Papali’itele Peter Momoe Fatialofa
April 26, 1959 – November 6, 2013
By Campbell Burnes
Fats’ was many things to many people, and not just in rugby.
But he was certainly one of the most down-to-earth sports stars you are likely to meet. In this respect, you could compare Fats to league legend Ruben Wiki. They would treat you the same, whether they were talking to the Queen or to some wide-eyed young kid.
Some of the stories surrounding Fats always raise a smile. He was a genuinely funny guy with a positive outlook on life, a life he lived in the fast lane. How his scrum-damaged knees were up to playing squash so often is beyond me.
I first met him when my University team played Ponsonby during the 1995 premier club season, but I didn’t get to know him until the Manu Samoa tour of the UK later that year.
Our first game together was a hit-out in Apia in the most cloying humidity I have experienced, not to mention 35 degree heat. I made the mistake of wearing thick, woollen winter socks.
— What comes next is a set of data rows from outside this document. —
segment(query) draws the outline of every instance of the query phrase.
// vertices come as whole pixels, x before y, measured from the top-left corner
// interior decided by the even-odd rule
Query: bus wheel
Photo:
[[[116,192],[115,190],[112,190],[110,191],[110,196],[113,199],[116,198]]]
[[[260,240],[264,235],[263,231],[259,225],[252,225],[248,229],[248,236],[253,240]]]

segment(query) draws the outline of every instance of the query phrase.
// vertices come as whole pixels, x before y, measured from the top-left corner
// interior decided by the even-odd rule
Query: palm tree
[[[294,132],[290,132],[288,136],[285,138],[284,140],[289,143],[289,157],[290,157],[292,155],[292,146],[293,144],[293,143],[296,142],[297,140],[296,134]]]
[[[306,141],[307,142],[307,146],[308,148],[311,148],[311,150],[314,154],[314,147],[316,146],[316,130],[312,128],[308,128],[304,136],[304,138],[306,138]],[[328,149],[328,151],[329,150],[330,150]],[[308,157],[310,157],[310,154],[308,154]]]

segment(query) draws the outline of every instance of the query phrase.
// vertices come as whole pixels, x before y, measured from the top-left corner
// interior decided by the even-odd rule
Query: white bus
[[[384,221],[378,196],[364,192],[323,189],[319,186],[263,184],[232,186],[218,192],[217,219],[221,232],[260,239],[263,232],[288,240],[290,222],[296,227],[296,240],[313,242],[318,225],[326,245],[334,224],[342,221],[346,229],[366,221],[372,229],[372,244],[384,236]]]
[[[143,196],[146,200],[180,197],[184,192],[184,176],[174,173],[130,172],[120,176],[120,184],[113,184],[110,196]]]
As a result, so much sweat dripped down into my boots that my two relatively easily penalty shots at goal were badly astray.
Quick as you please, Fats called out: “Campbell, I thought you could kick!”
I may have taken offence, but with Fats you just had to laugh.
He was the only man I knew who could look the same after 12 hours on the rumbos as he did at the start. Never try and go one-for-one with him for more than an hour.
Fats was also responsible for my passage onto the 2000 Manu Samoa tour to the UK. After we had played a game for the Barbarians against the Auckland Grammar School First XV, I must have made a decent impression on him because he called me at work on the Monday.
The exchange went something like this:
“Campbell, Fats here. Do you want to come on the Manu Samoa tour?”
“Sure would, Fats. When’s the trial?”
“There’s no trial. You’re in!”
Easiest team I ever made.
More than anyone, Peter Fats was front and centre of the resurgence of Manu Samoa in the global game, and became a great ambassador for his country and its rugby.
My favourite Fats quote, out of the hundreds that made good copy?
It came in a post-match TV interview when Manu Samoa had been humbled 73-3 by Australia in 1994: “Geez, we might have to row home now!”
We will miss one of rugby’s true characters.